What did @drmartinkinsella actually say?
Dr. Kinsella filmed his own weekly testosterone injection appointment, narrating each step. He takes "testosterone enanthate," splits his dose "every two to three days" rather than once weekly, and also injects HCG (brand name Ovidrel) subcutaneously "just under the skin in my tummy" to preserve testicular function and maintain natural testosterone production. He closes with a pitch for his clinics in Cheshire and Yorkshire.
This is a first-person demonstration from a physician who is himself a TRT patient. That framing matters. He is not presenting peer-reviewed recommendations, he is sharing his personal protocol and the one he says he "most commonly" prescribes. Viewers should understand the difference between a doctor's clinical opinion and established treatment guidelines before deciding anything about their own care.
Does the science back this up?
Mostly, yes, with important caveats. The core claims about testosterone enanthate dosing frequency and HCG co-administration are grounded in real pharmacology, but the video glosses over the evidence gaps in ways that could mislead a lay audience.
Testosterone enanthate has a half-life of roughly 4.5 days, which is why twice-weekly injections produce more stable serum levels than once-weekly dosing. A 2021 study by Ramasamy et al. in the Journal of Urology confirmed that more frequent smaller injections reduce peak-to-trough variability in testosterone levels, which some clinicians argue reduces side effects like erythrocytosis and mood fluctuation. So splitting the dose is pharmacologically defensible.
On HCG: it mimics luteinizing hormone (LH), which signals the testes to produce testosterone and maintain spermatogenesis. A 2013 study by Hsieh et al. in BJU International found that HCG co-administration during TRT helped preserve testicular volume and sperm production. However, Ovidrel is specifically approved for ovulation induction in women, not for male hypogonadism. Using it off-label in men is common in TRT clinics, but that detail deserves acknowledgment, not silence.
What did they get wrong (or right)?
He got the pharmacology broadly right. Twice-weekly enanthate injections and HCG co-administration are recognized, if not universally endorsed, approaches in TRT practice. Credit where it is due.
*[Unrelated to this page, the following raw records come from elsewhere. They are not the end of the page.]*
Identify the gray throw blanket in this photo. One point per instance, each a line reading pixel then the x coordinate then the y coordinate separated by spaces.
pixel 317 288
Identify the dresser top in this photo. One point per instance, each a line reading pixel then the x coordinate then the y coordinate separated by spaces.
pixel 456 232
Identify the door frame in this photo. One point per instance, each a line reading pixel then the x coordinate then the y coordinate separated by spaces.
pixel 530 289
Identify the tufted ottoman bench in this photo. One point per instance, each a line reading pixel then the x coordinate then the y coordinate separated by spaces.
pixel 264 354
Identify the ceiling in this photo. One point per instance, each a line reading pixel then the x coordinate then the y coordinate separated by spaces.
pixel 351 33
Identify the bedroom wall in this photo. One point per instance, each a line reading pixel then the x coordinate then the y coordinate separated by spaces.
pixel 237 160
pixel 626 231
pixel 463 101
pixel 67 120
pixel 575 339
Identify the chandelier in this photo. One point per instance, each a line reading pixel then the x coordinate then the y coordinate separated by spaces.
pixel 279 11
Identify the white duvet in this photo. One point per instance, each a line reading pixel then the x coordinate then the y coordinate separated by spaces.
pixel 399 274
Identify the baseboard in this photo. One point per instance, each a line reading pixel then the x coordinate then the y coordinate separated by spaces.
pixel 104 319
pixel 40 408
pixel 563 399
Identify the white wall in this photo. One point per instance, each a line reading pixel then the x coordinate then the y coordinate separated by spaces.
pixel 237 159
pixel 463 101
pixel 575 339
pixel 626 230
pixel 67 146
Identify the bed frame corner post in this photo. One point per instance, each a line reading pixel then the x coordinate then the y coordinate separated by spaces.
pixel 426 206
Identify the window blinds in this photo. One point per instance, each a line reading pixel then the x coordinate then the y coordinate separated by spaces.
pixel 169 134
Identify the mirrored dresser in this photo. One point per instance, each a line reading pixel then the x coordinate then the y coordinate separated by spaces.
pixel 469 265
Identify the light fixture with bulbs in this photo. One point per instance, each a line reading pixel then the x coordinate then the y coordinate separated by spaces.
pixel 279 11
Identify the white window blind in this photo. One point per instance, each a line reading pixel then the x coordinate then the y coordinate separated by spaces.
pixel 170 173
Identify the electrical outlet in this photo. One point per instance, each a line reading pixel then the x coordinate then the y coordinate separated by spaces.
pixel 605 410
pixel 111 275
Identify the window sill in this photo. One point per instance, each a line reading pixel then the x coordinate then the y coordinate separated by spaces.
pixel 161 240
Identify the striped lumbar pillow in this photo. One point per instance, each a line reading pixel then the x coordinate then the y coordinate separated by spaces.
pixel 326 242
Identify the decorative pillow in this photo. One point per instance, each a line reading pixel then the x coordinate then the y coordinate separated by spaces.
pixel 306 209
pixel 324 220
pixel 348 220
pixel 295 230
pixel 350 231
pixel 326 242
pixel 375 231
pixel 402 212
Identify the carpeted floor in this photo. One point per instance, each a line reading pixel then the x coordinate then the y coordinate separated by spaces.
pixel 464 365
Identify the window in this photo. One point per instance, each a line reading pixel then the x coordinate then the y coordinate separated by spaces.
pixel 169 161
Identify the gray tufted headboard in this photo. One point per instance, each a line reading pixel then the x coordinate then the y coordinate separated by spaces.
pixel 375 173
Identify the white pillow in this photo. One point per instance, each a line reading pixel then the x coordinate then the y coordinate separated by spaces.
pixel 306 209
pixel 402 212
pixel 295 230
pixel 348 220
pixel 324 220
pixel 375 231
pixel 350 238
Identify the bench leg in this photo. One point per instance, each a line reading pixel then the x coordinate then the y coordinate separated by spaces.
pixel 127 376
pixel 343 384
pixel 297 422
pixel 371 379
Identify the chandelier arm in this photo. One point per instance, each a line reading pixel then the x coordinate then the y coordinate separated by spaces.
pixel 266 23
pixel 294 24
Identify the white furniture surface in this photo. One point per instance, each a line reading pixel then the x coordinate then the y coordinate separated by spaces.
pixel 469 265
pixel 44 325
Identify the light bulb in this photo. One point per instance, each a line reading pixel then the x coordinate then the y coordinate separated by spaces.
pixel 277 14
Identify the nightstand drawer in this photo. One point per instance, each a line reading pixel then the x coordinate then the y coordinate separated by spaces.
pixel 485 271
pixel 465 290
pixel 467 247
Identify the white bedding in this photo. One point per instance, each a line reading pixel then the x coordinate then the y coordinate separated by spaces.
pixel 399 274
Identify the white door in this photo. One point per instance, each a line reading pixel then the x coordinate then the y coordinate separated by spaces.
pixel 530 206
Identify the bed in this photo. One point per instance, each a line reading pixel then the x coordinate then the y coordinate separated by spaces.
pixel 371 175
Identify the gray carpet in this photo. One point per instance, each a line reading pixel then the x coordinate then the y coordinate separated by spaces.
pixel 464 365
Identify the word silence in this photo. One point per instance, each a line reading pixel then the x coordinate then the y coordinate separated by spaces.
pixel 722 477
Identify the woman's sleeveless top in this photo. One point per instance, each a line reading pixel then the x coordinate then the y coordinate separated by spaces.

What he got wrong, or at least incomplete, is the framing. He presents his personal protocol as if it is a standard template. The American Urological Association's 2018 guidelines on testosterone deficiency do not specify twice-weekly injections as a preferred approach; dosing schedules are individualized. More importantly, he says HCG will "maintain my natural testosterone level," which overstates what HCG does. HCG supports testicular function during exogenous testosterone use, it does not restore endogenous testosterone to pre-TRT levels while you are actively suppressing the HPG axis with injections. That is a meaningful clinical distinction he blurs.
He also does not mention blood pressure outcomes beyond a single pre-injection check, erythrocytosis risk, or cardiovascular monitoring, all of which the Endocrine Society's 2018 clinical practice guidelines flag as mandatory for TRT patients. A 66,000-view video that skips those risks is a problem.
What should you actually know?
If you are considering TRT, the injection frequency debate is real and legitimate. Twice-weekly or every-3.5-day dosing of testosterone enanthate is supported by its pharmacokinetics. Hone et al.'s 2023 data published in Andrology suggested that stable testosterone levels correlate with better patient-reported outcomes, which is the argument for splitting doses. That part of Dr. Kinsella's message holds up.
HCG co-administration for fertility preservation is also a recognized clinical strategy, documented in the 2021 AUA Male Infertility guidelines. But Ovidrel is a branded fertility drug, not an approved TRT adjunct, and compounded HCG products that TRT clinics actually dispense are not the same product. The regulatory and cost implications of that distinction are real.
What this video cannot tell you is whether you have actual hypogonadism, what your individual cardiovascular risk looks like, or whether your hematocrit will climb to dangerous levels on TRT. Those answers require blood work and a clinician who knows your history, not a 90-second Instagram reel.
Bottom line
Dr. Kinsella is a physician discussing a real protocol he uses himself. The pharmacology he describes is largely defensible. But the video omits risks that any responsible TRT consultation must cover, and it positions a personal clinical preference as if it were settled best practice. Informed consent is not a hashtag.